The UFC president escalated his feud with light heavyweight champion Jon Jones on Saturday, not so subtly referencing the 32-year-old’s criminal history, while declaring the MMA legend a mediocre box office draw. The public sparring between White and Jones was sparked by failed negotiations for a fight with No. 2 ranked heavyweight Francis Ngannou.
“In one of his tweets, he said I tarnished his name,” White said at a press conference. “I tarnished you? You’ve done a very good job of tarnishing you.”
Jones, whom White has repeatedly called the best fighter in the sport’s history, has been stripped of titles three times during his career. In 2012, Jones was arrested for DWI. In 2015, he was arrested after a hit-and-run. In 2017, he was slapped with a 15-month suspension for testing positive for a banned substance. This March, he pleaded guilty to a DWI charge.
Jones remained the UFC’s most dominant force, but unquestionably hurt his legacy and appeal. White told ESPN that Jones, who most recently fought in February, reportedly wants an “absurd amount of money” for his next bout, comparable to former heavyweight boxing champ Deontay Wilder.

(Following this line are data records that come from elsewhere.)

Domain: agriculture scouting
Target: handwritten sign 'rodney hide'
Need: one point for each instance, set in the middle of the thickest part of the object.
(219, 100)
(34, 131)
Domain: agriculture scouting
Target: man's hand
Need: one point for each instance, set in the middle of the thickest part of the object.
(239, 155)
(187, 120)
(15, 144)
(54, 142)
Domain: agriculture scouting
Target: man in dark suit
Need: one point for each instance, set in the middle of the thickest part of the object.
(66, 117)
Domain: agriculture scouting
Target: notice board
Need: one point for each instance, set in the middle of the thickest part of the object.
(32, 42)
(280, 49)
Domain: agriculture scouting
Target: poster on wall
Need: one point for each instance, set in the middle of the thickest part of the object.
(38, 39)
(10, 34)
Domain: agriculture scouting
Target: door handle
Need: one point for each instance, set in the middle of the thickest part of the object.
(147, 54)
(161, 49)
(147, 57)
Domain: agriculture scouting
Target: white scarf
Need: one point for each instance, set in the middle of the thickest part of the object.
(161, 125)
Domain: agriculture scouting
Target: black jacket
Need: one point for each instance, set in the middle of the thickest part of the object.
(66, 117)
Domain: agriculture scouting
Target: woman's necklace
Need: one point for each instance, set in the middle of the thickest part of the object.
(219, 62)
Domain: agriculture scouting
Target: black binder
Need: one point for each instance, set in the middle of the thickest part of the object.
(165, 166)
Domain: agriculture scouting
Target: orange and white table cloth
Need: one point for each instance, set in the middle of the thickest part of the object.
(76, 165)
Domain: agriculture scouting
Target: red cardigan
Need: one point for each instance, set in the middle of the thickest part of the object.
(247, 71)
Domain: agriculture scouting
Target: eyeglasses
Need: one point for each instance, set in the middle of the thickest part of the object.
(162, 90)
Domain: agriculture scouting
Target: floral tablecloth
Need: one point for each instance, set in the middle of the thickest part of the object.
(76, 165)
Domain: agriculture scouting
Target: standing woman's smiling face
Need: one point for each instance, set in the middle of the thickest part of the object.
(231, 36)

“Being the greatest of all time doesn’t mean you get $30 million. It’s being able to sell,” said White. “[Jones] said, ‘I don’t give a f–k what the numbers are. I want what I want.’
“That’s not how life works.”
Jones (26-1) denied White’s claim, inviting the UFC president to free him from his contract.
“Don’t be a f–ling liar,” Jones tweeted. “My reputation has already taking enough hits. I don’t need this bulls— Dana. I never asked for [Wilder] numbers. And how about since [Wilder] is making $30 million, we settle for half of that. Since you said I’m the [greatest of all time] and everything.
“You’re talking all that big guy stuff about not caring, put your money where your mouth is and release me from that contract.”
Jones’ anger partially stems from not being given extra compensation to move up a weight class to fight Ngannou.
“At no point did I ever demand anything from you Dana, I simply asked for a Super fight and asked to be compensated for it,” Jones wrote. “You are the one who started talking negotiations publicly and showing the world how much you’ve been withholding from your athletes this whole time.
“Hunter and I had a very respectful conversation, I love how you’re trying to paint this picture of me being some angry guy disrespectfully demanding money. And then bringing up my out of the cage affairs to justify under paying me by tens of millions for years.”
White seems willing to call Jones’ bluff.
“He can do whatever he wants,” White said. “He wants to sit out, fight, he can do whatever. He can say whatever he wants publicly. It’s his God-given right in America. He can say whatever he wants. When he’s ready to come back, he can.”